On Tue, Sep 24, 2024 at 12:45:52AM -0700, Sean Christopherson wrote:
> On Tue, Sep 24, 2024, Yan Zhao wrote:
> > On Mon, Sep 23, 2024 at 11:37:14AM -0700, Sean Christopherson wrote:
> > > > +static void kvm_mmu_zap_memslot_leafs(struct kvm *kvm, struct kvm_memory_slot *slot)
> > > > +{
> > > > + struct kvm_gfn_range range = {
> > > > + .slot = slot,
> > > > + .start = slot->base_gfn,
> > > > + .end = slot->base_gfn + slot->npages,
> > > > + .may_block = true,
> > > > + };
> > > > + bool flush = false;
> > > > +
> > > > + write_lock(&kvm->mmu_lock);
> > > > +
> > > > + if (kvm_memslots_have_rmaps(kvm))

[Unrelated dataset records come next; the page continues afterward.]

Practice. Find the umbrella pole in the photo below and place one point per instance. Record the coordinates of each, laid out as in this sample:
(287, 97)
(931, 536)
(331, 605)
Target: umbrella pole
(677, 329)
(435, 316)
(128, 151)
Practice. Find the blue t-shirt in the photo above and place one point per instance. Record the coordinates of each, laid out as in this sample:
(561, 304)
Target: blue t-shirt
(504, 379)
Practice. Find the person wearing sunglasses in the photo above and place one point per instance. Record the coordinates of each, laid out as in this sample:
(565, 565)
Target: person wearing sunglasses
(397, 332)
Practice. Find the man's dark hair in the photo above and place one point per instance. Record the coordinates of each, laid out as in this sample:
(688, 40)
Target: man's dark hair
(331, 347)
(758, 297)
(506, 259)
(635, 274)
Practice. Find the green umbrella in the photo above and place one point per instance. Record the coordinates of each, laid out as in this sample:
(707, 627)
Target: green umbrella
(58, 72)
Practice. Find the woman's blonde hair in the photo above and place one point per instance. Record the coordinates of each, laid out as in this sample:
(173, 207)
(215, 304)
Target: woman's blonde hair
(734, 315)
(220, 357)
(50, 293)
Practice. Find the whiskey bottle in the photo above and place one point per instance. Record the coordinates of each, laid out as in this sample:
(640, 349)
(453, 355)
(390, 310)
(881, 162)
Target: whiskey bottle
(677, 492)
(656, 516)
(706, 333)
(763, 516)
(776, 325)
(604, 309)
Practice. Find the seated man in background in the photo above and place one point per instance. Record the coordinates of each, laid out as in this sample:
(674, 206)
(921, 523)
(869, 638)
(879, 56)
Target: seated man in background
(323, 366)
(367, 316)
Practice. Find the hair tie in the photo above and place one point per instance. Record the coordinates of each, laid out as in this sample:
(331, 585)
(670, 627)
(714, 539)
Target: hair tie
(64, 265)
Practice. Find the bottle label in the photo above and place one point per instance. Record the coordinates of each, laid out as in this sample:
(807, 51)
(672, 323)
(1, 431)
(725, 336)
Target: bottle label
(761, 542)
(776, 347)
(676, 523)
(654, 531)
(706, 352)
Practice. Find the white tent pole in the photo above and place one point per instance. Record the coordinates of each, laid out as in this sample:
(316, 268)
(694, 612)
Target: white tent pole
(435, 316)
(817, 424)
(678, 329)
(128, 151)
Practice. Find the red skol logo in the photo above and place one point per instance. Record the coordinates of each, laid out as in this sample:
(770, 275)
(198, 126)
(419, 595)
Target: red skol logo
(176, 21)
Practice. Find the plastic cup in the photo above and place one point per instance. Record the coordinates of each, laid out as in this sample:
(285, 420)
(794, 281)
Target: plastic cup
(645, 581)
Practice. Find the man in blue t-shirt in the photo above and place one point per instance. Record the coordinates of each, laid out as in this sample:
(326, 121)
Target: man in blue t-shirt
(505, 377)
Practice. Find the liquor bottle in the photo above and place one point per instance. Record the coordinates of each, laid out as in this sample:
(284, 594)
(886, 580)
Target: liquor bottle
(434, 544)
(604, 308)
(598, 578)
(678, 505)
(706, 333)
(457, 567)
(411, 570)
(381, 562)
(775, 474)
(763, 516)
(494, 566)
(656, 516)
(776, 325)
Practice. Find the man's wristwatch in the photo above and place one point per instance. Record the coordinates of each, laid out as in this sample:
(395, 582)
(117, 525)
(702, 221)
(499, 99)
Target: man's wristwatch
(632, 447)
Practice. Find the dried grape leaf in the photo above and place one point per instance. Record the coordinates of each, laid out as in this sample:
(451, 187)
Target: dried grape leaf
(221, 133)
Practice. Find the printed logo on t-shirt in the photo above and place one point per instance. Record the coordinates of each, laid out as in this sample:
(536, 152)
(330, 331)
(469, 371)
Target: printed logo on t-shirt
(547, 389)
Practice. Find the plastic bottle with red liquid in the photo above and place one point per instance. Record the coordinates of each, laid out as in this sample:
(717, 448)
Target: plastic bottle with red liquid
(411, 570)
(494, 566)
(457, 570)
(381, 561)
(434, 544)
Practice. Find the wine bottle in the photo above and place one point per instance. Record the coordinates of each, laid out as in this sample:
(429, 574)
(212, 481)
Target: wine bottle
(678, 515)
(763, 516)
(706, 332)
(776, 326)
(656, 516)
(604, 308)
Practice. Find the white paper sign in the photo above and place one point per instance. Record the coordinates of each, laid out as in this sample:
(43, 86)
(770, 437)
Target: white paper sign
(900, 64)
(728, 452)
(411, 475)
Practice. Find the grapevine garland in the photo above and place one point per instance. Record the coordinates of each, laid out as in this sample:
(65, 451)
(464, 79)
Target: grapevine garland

> > > > + flush = kvm_handle_gfn_range(kvm, &range, kvm_zap_rmap);
> > >
> > > This, and Paolo's merged variant, break shadow paging. As was tried in commit
> > > 4e103134b862 ("KVM: x86/mmu: Zap only the relevant pages when removing a memslot"),
> > > all shadow pages, i.e. non-leaf SPTEs, need to be zapped. All of the accounting
> > > for a shadow page is tied to the memslot, i.e. the shadow page holds a reference
> > > to the memslot, for all intents and purposes. Deleting the memslot without removing
> > > all relevant shadow pages results in NULL pointer derefs when tearing down the VM.
> > >
> > > Note, that commit is/was buggy, and I suspect my follow-up attempt[*] was as well.
> > > https://lore.kernel.org/all/20190820200318.GA15808@xxxxxxxxxxxxxxx
> > >
> > > Rather than trying to get this functional for shadow paging (which includes nested
> > > TDP), I think we should scrap the quirk idea and simply make this the behavior for
> > > S-EPT and nothing else.
> > Ok. Thanks for identifying this error. Will change code to this way.
>
> For now, I think a full revert of the entire series makes sense. Irrespective of
> this bug, I don't think KVM should commit to specific implementation behavior,
> i.e. KVM shouldn't explicitly say only leaf SPTEs are zapped. The quirk docs
> should instead say that if the quirk is disabled, KVM will only guarantee that
> the delete memslot will be inaccessible. That way, KVM can still do a fast zap
> when it makes sense, e.g. for large memslots, do a complete fast zap, and for
> small memslots, do a targeted zap of the TDP MMU but a fast zap of any shadow
> MMUs.
For TDX, could we do as below after the full revert of this series?
void kvm_arch_flush_shadow_memslot(struct kvm *kvm,
struct kvm_memory_slot *slot)
{
kvm_mmu_zap_all_fast(kvm); ==> this will skip mirror root
kvm_mmu_zap_memslot_mirror_leafs(kvm, slot); ==> zap memslot leaf entries
in mirror root
}
>
> > BTW: update some findings regarding to the previous bug with Nvidia GPU
> > assignment:
> > I found that after v5.19-rc1+, even with nx_huge_pages=N, the bug is not
> > reproducible when only leaf entries of memslot are zapped.
> > (no more detailed info due to limited time to debug).
>
> Heh, I've given up hope on ever finding a root cause for that issue.